Female priests hold senior positions like canon and archdeacon, and some had been hoping to secure appointments as bishops by 2014
In a sign of deepening crisis in the Church of England after it rejected the appointment of women as bishops, its spiritual leader said Wednesday that the church had “undoubtedly lost a measure of credibility” and had a “lot of explaining to do” to people who found its deliberations opaque.
The archbishop of Canterbury, the Most Rev. Rowan Williams, was speaking after an emergency meeting of bishops called to debate Tuesday’s narrow balloting by its General Synod rejecting the ordination of women as bishops, even though female priests account for one-third of the Church of England’s clergy members.
The vote represented a direct rebuff to Archbishop Williams’s reformist efforts during his 10 years as head of the church and a huge setback to a campaign for change that has been debated intensely and often bitterly for the past decade.

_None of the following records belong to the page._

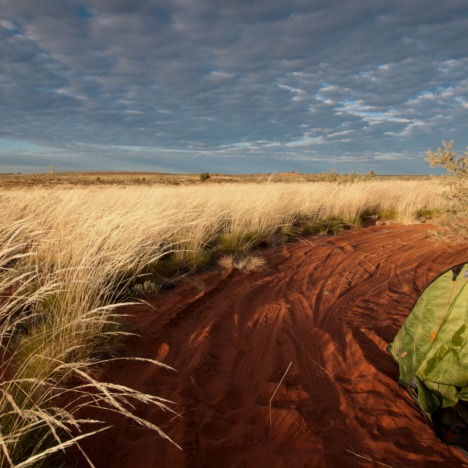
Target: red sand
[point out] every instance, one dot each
(328, 305)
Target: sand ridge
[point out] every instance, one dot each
(326, 307)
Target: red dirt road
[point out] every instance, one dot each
(329, 306)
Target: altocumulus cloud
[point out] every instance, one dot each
(244, 86)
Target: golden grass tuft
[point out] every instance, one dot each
(68, 256)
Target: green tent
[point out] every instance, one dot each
(431, 350)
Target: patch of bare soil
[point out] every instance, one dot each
(328, 306)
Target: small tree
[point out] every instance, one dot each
(453, 225)
(204, 176)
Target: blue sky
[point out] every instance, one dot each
(231, 86)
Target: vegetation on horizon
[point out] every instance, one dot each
(453, 225)
(69, 256)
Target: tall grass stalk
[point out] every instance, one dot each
(68, 256)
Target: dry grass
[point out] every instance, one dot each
(67, 256)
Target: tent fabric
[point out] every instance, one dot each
(431, 349)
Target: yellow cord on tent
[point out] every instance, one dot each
(434, 334)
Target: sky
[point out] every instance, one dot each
(231, 86)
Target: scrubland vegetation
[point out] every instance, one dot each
(68, 256)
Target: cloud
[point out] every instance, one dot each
(279, 78)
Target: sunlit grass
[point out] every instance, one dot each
(68, 256)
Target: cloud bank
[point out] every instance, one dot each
(222, 86)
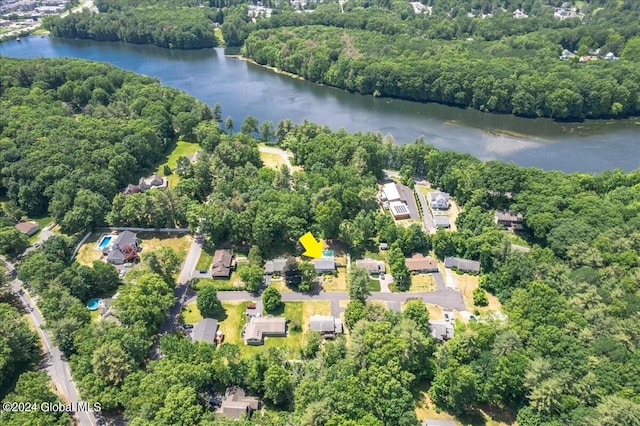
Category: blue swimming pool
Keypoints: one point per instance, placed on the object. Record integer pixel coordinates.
(105, 241)
(93, 304)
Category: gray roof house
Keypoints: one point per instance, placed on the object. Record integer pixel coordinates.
(441, 330)
(205, 330)
(274, 266)
(325, 265)
(237, 405)
(27, 228)
(439, 200)
(125, 238)
(325, 324)
(260, 327)
(421, 263)
(464, 265)
(371, 265)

More than 70 percent of the 446 synod votes on Tuesday were in favor of opening the church’s episcopacy to women. But the synod’s voting procedures require a two-thirds majority in each of its three “houses”: bishops, clergy and laity. The bishops approved the change by 44 to 3, and the clergy by 148 to 45. The vote among the laity, though, was 132 to 74, six votes fewer than the two-thirds needed.
The Church of England is the so-called established church, meaning that it is recognized by law as representing the official religion, enjoys special privileges and is supported by the civil authorities.